The view from above
Kevin Moss | 22:15, 3rd July 2014
I don't think that any of the Biola Residency students, studying for Prof. Clay Jones' Why God Allows Evil course exactly found it to be a walk in the park. There is always going to be a kind of tension between the 'what we think we know' aspect, and the 'how it feels in practice' aspect.
I suspect that this was at least one of the reasons behind Clay's exhaustive summary of modern-day, 20th (and 21st) Century 'evil'. It left us reeling. The realisation that the human propensity for real, moral evil is the shared experience of every one of us is deeply unsettling and humbling – and when it is not, then perhaps that also is part of the problem.
No sooner had we landed at Heathrow today, checked through passport control, and located our car, than we were receiving our first dollop of UK news, after a two-and-a-half week break.

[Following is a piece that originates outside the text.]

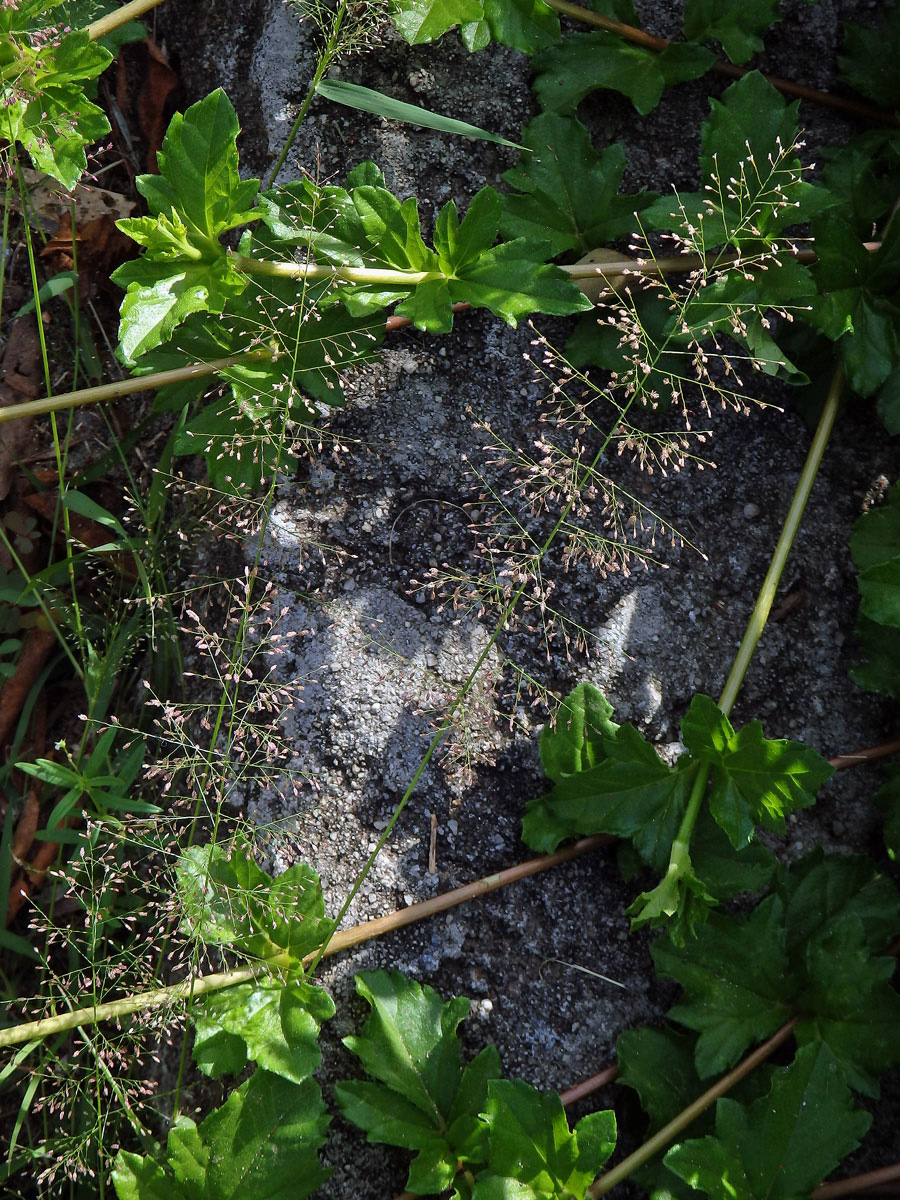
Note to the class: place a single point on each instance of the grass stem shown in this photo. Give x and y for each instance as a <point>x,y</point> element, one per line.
<point>198,985</point>
<point>785,543</point>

The continuing saga of the UK's venal media filled up a big chunk of the Beeb's broadcasts, but by far the most significant news item (for me) was the revelation that Rolf Harris has been found guilty of twelve counts of sexual abuse. The eighty-four year-old entertainer has been told to expect a custodial sentence.

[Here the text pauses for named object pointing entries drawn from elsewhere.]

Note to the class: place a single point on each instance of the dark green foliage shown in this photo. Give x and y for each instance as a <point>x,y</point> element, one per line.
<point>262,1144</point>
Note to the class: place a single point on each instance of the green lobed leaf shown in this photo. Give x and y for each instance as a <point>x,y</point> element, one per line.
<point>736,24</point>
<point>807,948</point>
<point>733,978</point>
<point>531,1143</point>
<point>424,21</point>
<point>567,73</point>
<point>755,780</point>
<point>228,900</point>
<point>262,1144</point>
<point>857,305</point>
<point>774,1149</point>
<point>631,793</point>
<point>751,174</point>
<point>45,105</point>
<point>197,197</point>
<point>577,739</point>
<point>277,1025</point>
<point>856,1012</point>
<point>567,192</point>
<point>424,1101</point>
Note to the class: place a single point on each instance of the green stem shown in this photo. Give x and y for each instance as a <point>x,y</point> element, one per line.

Now, I've encountered very few folks who were at all surprised when the facts about Jimmy Savile's peccadilloes were made public. All you had to do was look at images of the man, and the historic TV footage, and you thought "Yup. Makes sense."
But Uncle Rolf? The man who played the didgeridoo, who sang 'Two Little Boys' and 'Jake the Peg', who featured in all those great kids programmes of the 1960s and 1970s? The chap who presented 'Animal Hospital' and reduced us to tearful incoherence on a weekly basis? This is the guy who painted The Queen, for heaven's sake!
Yes, I was brought up on Rolf Harris. I admired and revered the man, as a child. I am not sure it would ever have been possible to revere Adolph Eichmann in quite the same way (not that I have ever been tempted!): Eichmann modelled evil in a way that was simply banal and bureaucratic. It appears now that whilst Uncle Rolf was developing his jokey, child-friendly TV-persona, there was something profoundly sinister playing out behind the appealing image. It is certainly true that we do not see things as God does – the Bible tells us that we look on the outside, whereas God perceives us inwardly, to the very core of what makes us tick. Sometimes, even within our own flawed and contradictory culture, 'the truth will out', as it has now done for this coterie of abusers. For the many of us, who engage covertly in a daily pattern of evil mundanities, ultimately the only real answer is that view from above.